Le Temps (Adrienne)
Samedi soir.
Il est dans un lit d’hôpital. Il sait que ses heures sont comptées. Mais il ne veut pas le savoir. Il se crispe, il se bat, il refuse. Il est fâché contre la terre entière. Contre ceux qui viennent de l’amener ici alors qu’il suppliait qu’on le laisse chez lui, dans son lit aux odeurs familières. Contre celle qui a laissé faire. Contre le médecin qui l’a ordonné. Contre les infirmières, qui vont, qui viennent, qui ne peuvent pas le soulager. Personne ne peut rien pour lui.
« Mais Madame, a dit l’oncologue, savez-vous bien quelle est l’espérance de vie d’un homme, dans notre pays ?
- … ?
- 78 ans ! Et lui, quel âge a-t-il ? 80 ! Ce qui veut dire que vous avez déjà eu deux ans de bonus ! Alors de quoi vous plaignez-vous ! »
***
Samedi matin.
Elle est à la piscine. Elle compte les longueurs et elle compte les minutes, sur la grande horloge accrochée au mur du fond. Ça lui occupe l’esprit et ça l’empêche de penser à autre chose. Pourtant elle y pense quand même. Que fait-il en ce moment? Il doit être arrivé à Amsterdam hier soir. Ce matin ils auront fait la grasse matinée. Peut-être sont-ils en train de prendre un bon petit déjeuner. Puis ils iront faire une balade, main dans la main. Elle essaie de ne pas voir la scène et ferme les yeux, se remet à calculer sa moyenne. Trente longueurs en vingt minutes, c’est bien, pour quelqu’un qui n’a plus nagé depuis vingt-cinq ans.
« Je n’y peux rien, lui a-t-il dit. Dès que je l’ai vue j’ai eu le coup de foudre.
- …
- Et je serai de retour lundi soir. »
***
Dimanche midi.
La petite fille s’impatiente. Encore tant de jours à attendre que ce soit la kermesse ! Elle recompte les richesses de son petit porte-monnaie. Combien de tours de manège pourra-t-elle s’offrir ? Et pourvu qu’on aille tous ensemble manger des frites ! Oh ! comme on s’amusera !

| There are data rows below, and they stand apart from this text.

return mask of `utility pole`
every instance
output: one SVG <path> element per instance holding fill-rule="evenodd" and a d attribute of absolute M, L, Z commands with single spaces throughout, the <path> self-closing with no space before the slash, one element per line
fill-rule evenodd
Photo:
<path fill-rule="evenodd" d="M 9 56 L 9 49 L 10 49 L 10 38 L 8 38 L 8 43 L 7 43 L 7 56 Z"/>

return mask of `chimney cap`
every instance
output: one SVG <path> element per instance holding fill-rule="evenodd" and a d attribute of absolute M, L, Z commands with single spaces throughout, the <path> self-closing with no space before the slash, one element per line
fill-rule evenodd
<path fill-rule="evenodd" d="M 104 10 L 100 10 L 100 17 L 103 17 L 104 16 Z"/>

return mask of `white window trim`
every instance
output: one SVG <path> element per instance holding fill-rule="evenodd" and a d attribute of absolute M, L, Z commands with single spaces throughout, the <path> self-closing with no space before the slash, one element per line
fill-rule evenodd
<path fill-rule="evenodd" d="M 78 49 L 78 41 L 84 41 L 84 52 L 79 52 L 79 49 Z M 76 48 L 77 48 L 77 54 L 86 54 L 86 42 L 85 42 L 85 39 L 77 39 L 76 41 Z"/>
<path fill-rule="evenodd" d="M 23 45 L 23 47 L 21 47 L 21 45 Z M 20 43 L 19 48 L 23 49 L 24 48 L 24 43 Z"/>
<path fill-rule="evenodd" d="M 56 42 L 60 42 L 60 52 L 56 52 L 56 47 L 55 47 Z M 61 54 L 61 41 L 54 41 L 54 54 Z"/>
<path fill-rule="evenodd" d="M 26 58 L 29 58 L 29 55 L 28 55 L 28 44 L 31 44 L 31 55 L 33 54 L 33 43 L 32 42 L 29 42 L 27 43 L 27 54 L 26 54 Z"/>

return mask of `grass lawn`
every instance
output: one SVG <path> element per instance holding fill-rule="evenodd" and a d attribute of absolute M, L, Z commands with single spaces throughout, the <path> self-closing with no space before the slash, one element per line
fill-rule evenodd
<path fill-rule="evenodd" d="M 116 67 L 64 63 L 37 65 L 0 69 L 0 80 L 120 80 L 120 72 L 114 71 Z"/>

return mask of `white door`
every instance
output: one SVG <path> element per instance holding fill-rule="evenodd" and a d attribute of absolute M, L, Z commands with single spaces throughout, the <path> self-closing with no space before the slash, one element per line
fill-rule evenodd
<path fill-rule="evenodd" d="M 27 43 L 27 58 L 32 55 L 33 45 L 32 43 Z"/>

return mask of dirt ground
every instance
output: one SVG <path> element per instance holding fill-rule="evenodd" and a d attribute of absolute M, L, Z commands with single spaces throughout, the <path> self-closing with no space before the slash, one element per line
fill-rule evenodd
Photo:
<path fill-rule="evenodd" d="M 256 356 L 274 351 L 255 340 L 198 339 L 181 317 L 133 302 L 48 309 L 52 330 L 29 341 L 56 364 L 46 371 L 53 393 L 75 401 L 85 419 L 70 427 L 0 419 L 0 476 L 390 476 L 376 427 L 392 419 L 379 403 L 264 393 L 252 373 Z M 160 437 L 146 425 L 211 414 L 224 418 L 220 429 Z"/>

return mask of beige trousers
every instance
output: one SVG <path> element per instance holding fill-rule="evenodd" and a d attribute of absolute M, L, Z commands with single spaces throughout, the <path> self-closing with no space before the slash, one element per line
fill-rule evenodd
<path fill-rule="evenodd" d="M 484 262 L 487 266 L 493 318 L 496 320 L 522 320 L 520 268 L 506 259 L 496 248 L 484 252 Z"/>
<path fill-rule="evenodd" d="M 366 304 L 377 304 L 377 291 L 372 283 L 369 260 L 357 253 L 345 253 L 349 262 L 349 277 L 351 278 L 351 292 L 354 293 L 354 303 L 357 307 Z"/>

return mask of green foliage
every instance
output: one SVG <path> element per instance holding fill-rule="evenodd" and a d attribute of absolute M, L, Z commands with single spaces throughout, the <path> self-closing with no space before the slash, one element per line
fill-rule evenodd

- Je voudrais tant qu’on soit déjà dimanche prochain ! dit-elle à sa grand-mère.
- Tu es donc bien pressée de vieillir ? répond grand-mère.
***
Il y a d’éminents médecins qui vous considèrent comme un yaourt périmé.
Il y a des quinquagénaires qui refont une crise de puberté.
Il y a des grands-mères qui vous apprennent la valeur du temps qui passe.